Tal Afar, 50 miles (80 km) west of Mosul, was cut off from the rest of the ISIS-held territory in June.
The city is surrounded by Iraqi government troops and Shi’ite volunteers in the south, and Kurdish Peshmerga fighters in the north.
About 2,000 battle-hardened militants remain in the city, according to US and Iraqi military commanders. They are expected to put up a tough fight, even though intelligence from inside the city indicates they have been exhausted by months of combat, aerial bombardments, and by the lack of fresh supplies.

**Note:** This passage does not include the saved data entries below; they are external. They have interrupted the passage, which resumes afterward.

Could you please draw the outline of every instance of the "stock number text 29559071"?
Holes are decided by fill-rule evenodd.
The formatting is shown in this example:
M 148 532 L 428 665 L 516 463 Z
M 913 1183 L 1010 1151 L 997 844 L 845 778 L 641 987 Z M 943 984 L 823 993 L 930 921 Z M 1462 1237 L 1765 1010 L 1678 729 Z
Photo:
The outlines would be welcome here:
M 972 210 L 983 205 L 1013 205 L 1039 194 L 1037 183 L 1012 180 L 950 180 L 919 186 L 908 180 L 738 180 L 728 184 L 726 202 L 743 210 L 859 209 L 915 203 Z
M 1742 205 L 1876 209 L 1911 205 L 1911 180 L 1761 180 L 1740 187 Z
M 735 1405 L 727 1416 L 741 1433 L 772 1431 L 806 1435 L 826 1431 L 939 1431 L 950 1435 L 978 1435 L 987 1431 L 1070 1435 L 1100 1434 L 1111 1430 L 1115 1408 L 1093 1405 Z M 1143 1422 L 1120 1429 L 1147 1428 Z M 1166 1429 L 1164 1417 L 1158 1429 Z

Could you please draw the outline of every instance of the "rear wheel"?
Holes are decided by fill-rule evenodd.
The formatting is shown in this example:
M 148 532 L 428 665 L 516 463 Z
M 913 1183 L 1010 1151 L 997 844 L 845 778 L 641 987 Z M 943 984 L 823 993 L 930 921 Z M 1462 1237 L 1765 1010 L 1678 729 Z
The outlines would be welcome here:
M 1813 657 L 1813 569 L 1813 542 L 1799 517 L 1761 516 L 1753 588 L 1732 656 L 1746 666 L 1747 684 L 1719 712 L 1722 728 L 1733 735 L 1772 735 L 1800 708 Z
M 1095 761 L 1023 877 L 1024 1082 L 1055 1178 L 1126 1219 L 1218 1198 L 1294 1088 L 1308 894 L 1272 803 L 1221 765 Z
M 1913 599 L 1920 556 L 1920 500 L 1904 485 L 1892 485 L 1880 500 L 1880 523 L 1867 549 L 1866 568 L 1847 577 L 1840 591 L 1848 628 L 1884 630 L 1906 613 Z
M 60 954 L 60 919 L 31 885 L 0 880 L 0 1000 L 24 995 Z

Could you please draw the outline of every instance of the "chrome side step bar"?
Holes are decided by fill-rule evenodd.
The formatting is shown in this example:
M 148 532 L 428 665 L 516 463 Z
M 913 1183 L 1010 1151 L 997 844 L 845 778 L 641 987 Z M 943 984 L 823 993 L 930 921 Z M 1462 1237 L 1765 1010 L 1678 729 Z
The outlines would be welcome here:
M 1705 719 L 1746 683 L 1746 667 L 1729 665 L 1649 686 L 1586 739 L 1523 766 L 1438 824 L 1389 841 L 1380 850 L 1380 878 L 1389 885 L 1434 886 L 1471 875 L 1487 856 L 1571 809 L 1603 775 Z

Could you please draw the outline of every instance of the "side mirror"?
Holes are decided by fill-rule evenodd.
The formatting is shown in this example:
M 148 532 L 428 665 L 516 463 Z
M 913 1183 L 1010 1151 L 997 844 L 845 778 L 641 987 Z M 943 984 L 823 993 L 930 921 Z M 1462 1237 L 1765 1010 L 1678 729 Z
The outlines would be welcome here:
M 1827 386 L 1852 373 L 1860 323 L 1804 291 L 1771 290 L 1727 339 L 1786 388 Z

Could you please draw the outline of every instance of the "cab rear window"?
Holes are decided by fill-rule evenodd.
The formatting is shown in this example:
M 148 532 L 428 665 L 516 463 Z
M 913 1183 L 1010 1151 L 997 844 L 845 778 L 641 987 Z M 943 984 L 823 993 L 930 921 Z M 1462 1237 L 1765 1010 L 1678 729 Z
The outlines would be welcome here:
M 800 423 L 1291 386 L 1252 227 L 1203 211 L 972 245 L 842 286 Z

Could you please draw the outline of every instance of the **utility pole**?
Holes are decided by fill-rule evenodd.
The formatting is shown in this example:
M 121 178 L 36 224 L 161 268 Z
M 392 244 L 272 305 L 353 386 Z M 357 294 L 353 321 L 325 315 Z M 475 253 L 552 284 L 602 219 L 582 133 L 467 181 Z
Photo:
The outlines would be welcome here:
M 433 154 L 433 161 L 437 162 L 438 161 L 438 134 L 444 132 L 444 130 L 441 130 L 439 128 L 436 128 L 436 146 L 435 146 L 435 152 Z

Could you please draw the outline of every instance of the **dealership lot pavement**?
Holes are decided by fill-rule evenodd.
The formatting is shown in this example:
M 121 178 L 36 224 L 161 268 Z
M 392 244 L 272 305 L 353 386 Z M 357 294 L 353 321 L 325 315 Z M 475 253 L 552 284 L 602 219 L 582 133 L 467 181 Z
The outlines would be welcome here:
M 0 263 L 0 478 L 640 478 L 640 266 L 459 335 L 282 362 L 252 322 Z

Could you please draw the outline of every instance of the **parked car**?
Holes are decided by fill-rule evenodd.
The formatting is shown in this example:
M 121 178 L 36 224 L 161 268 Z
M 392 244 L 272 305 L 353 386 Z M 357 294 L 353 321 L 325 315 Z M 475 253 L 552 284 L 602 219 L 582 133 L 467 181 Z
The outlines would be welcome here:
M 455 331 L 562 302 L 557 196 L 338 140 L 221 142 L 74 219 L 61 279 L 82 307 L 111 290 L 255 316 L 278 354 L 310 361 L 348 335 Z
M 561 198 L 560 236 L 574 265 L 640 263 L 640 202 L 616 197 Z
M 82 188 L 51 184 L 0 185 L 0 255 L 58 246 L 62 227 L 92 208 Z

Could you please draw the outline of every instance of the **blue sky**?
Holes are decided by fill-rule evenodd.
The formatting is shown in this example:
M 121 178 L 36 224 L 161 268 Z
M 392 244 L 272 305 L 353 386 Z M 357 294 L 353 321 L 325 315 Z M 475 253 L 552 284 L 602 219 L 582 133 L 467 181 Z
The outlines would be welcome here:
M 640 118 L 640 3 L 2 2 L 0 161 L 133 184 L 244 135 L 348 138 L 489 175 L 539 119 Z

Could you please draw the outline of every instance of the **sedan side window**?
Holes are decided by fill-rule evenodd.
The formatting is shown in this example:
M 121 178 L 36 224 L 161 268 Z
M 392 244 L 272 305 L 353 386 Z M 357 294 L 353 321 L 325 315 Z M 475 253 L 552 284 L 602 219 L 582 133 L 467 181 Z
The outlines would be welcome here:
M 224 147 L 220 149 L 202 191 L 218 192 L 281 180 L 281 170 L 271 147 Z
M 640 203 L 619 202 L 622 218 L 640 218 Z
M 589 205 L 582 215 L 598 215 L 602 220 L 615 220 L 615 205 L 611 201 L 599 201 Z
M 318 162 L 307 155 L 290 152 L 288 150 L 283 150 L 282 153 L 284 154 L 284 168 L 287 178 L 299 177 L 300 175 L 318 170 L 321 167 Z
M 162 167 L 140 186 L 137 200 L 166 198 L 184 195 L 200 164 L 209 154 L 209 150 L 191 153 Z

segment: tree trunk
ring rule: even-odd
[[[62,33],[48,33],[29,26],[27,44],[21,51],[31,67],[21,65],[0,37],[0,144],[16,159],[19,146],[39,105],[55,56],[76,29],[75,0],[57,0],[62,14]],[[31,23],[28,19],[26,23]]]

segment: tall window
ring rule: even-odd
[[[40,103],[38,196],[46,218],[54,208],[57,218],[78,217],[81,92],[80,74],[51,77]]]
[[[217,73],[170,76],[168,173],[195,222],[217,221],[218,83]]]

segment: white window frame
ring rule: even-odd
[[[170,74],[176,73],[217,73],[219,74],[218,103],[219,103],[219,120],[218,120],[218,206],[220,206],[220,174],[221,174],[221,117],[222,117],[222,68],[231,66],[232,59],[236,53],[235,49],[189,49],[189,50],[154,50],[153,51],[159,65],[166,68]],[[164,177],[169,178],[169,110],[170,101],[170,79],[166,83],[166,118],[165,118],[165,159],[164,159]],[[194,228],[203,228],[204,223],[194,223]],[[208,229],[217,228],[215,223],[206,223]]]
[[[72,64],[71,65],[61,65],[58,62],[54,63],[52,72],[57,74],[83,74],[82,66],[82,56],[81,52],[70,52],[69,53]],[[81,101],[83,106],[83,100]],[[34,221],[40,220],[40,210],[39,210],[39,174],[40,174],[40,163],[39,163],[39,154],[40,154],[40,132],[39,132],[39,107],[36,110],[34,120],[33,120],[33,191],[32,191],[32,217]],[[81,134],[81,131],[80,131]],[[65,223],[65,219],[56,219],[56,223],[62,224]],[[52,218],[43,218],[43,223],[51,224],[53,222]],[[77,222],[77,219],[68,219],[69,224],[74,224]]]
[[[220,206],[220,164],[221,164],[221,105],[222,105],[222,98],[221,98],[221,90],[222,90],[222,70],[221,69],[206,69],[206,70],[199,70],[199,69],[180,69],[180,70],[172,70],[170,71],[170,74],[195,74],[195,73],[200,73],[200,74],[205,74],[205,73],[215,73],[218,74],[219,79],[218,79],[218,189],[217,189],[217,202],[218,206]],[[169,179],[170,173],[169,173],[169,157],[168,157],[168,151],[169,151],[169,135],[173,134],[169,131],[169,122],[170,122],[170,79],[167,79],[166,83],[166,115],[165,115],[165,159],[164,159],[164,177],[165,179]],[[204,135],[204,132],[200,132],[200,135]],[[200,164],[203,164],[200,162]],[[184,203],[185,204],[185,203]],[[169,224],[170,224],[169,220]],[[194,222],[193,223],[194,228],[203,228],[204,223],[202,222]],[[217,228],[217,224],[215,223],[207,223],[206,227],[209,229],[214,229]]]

Hours before Abadi’s announcement, the Iraqi air force dropped leaflets over the city telling the population to take their precautions. “Prepare yourself, the battle is imminent and the victory is coming, God willing,” they read.
ISIS’ self-proclaimed “caliphate” effectively collapsed last month, when US-backed Iraqi forces completed the takeover of the militants’ capital in Iraq, Mosul, after a nine-month campaign.
But parts of Iraq and Syria remain under its control, including Tal Afar, a city with a pre-war population of about 200,000.
Waves of civilians have fled the city and surrounding villages under cover of darkness over the past weeks, although several thousand are estimated to remain, threatened with death by the terrorists who have held a tight grip there since 2014.
Residents who left Tal Afar last week told Reuters the militants looked exhausted.
“(Fighters) have been using tunnels to move from place to place to avoid air strikes,” said 60-year-old Haj Mahmoud, a retired teacher. “Their faces looked desperate and broken.”
Some 49,000 people have fled the Tal Afar district since April, according to the United Nations. Nearly a million people remain displaced by the nine-month campaign to retake Mosul.